The State of Arizona began paying healthcare benefits for domestic partners under a more sane administration. Former Governor Janet Napolitano put the policy into effect with an executive order in 2008. As soon as she could—2009, to be precise—Jan Brewer signed legislation that revoked the benefits. After a lawsuit by some of the affected couples, two federal courts ruled that the provision for same-sex couples could not be revoked, while the one for heterosexuals could. The basis for the rulings was that while heterosexual couples had the option of marrying and, thus, obtaining health-care benefits, same-sex couples in Arizona do not have the marriage option. Therefore, to revoke their coverage would amount to illegal discrimination.

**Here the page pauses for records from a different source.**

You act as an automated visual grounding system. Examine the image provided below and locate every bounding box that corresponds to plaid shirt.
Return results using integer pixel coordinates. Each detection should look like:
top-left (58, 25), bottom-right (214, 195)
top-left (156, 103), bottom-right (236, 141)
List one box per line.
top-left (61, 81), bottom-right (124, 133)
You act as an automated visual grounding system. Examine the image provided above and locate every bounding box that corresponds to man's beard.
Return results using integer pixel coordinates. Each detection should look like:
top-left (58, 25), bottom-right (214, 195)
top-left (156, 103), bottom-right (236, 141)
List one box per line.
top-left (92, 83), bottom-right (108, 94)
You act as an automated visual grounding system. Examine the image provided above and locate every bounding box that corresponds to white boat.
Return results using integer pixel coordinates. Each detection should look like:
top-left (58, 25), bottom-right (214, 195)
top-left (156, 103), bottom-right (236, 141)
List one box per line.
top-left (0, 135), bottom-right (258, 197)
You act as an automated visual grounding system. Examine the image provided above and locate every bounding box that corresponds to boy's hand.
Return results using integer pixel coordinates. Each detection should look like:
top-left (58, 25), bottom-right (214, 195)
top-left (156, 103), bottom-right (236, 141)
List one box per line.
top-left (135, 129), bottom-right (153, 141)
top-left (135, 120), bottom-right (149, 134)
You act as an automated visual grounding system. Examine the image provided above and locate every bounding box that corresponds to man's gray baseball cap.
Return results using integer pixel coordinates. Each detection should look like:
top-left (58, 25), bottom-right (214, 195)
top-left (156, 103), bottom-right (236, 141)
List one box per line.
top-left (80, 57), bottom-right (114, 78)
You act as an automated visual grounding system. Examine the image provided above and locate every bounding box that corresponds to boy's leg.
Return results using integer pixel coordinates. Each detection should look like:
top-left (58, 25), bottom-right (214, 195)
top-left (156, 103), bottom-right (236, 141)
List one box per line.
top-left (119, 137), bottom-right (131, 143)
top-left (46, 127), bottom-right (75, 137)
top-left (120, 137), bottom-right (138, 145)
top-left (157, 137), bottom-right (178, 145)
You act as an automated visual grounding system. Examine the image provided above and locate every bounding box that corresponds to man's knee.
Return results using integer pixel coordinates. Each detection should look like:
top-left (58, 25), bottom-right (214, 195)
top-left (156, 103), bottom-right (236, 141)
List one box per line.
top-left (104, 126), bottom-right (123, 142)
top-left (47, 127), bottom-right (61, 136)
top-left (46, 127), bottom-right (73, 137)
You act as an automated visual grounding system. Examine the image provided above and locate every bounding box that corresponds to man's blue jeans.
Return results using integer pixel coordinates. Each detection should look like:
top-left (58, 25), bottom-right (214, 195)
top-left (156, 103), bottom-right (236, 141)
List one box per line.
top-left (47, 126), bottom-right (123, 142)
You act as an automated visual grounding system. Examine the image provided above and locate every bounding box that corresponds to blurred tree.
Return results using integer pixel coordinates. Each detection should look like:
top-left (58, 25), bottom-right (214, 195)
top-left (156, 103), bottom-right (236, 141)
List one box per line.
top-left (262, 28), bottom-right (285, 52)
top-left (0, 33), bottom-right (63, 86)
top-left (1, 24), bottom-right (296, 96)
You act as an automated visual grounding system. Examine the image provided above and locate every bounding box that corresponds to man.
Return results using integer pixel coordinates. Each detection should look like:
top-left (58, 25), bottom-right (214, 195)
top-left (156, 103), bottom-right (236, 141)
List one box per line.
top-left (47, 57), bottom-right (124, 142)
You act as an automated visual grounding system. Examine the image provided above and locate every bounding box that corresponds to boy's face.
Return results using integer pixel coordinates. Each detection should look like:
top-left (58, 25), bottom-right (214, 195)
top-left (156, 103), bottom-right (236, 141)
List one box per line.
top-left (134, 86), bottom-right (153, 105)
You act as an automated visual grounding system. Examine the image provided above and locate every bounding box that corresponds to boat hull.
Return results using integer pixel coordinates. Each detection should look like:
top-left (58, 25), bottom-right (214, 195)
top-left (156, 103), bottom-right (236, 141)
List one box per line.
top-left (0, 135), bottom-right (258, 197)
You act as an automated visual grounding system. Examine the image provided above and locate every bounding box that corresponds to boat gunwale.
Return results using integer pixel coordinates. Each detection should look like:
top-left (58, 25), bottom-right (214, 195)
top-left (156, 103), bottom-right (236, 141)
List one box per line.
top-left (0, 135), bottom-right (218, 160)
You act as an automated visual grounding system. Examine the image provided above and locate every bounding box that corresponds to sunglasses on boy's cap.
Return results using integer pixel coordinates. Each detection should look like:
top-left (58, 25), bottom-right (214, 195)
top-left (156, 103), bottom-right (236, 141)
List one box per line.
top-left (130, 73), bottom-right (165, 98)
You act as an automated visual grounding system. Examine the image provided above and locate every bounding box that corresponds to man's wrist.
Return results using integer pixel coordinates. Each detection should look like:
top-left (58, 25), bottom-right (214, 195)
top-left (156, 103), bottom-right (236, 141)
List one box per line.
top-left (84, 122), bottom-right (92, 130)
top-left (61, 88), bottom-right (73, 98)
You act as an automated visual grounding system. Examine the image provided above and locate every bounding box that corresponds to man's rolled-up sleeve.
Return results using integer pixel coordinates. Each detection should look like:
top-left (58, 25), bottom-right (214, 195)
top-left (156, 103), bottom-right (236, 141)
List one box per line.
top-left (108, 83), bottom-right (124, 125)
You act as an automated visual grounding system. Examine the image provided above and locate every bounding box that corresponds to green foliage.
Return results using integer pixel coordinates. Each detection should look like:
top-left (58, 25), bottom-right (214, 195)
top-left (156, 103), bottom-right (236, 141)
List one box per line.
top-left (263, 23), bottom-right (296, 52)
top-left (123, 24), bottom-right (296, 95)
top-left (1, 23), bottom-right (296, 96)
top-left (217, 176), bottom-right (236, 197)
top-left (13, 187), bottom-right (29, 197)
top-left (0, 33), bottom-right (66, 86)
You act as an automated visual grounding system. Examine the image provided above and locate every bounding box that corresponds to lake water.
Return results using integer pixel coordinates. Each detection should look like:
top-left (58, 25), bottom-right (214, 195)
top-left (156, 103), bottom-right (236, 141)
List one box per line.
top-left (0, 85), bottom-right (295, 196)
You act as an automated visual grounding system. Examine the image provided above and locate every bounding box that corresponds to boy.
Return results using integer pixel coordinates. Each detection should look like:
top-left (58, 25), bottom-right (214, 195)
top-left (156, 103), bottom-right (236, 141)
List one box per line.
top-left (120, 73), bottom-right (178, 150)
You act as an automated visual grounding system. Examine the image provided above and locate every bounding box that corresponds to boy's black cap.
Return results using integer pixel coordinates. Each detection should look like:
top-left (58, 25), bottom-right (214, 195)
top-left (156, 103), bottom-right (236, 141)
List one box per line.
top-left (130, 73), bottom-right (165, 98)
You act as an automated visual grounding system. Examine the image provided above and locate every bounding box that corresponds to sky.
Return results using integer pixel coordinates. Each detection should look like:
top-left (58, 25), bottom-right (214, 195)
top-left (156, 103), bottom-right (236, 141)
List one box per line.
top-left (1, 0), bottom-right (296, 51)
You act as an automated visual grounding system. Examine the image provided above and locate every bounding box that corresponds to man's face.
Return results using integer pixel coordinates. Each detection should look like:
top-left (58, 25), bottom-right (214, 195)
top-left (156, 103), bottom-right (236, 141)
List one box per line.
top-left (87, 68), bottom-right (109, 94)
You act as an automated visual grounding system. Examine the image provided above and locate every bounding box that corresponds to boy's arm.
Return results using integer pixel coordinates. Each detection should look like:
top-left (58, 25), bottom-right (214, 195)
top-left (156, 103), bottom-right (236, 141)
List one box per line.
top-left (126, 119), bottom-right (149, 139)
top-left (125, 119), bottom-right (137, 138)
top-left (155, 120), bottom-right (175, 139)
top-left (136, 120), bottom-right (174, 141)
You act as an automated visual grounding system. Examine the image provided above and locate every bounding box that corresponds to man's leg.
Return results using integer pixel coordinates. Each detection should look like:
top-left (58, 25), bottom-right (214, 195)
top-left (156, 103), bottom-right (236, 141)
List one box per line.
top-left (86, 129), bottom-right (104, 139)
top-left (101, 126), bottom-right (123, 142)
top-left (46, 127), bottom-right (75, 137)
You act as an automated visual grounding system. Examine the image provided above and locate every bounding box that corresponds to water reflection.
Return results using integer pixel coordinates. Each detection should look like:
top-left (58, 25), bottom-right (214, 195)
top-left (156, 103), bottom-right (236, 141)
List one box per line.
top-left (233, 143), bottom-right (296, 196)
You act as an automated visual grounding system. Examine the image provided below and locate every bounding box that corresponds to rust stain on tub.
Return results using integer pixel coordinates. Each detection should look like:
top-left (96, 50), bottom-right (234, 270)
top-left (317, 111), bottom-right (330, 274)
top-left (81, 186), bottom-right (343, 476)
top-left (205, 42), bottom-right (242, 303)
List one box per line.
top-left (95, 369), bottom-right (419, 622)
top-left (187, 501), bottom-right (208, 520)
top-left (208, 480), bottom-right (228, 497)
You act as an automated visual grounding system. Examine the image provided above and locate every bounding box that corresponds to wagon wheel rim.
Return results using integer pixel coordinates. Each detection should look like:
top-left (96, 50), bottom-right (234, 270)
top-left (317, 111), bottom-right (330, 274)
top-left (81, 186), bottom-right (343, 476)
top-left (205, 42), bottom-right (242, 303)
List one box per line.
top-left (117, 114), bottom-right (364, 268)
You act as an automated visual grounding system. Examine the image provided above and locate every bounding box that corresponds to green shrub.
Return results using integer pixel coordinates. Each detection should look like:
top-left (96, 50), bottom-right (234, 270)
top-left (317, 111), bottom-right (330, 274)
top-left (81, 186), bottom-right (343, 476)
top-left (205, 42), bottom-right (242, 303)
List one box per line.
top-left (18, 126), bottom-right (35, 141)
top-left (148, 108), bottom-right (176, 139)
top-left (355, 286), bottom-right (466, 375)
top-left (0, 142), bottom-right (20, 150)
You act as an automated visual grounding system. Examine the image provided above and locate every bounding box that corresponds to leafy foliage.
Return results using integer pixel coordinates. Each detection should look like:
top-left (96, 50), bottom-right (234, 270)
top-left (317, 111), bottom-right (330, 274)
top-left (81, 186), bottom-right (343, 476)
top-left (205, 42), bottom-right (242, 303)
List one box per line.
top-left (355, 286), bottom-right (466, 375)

Not that discrimination arguments have a snowball’s chance in the desert of swaying Arizona’s extreme right government—but one would think the financial argument might. Apparently, not so. On Tuesday, a gay Brewer appointee, Edwin Leslie, resigned from the Arizona Tourism Advisory Council in protest. In a two-page letter to Brewer, he reminded the governor that she should not jeopardize tourism efforts, but “act responsibly” in favor of Arizona’s economy. Furthermore, he told her, “Your actions discriminate against one part of the state’s residents to appease a small fraction of the population. Arizona residents by and large are supportive of LGBT equality.”
Brewer’s petition to the Supreme Court left other officials scrambling. The City of Phoenix has worked for eight years to strengthen its gay tourism plan, only to see it sabotaged by Brewer’s short-sighted, mean-spirited action. In an effort at damage control, Democratic Mayor Greg Stanton issued the following statement:
“At the City of Phoenix, we recognize diversity as a strength, and we embrace it. Here it doesn’t matter if you’re gay or straight; as long as you get the job done, you’ll get the same benefits. By offering competitive benefits, we are able to attract and retain the most talented people. Offering domestic partner benefits is not just the right thing to do; it is smart management practice.”
Unfortunately for Stanton, his city is still in Arizona. Ben Bethel, owner of the Clarendon Hotel in Phoenix had a more succinct reaction, saying that state officials have pounded “one more nail in the state’s tourism coffin.” The beneficiaries? States like New York and Hawaii, where gay rights are embraced.
Aloha (hello), Hawaii! Aloha (good-bye), tourist dollars!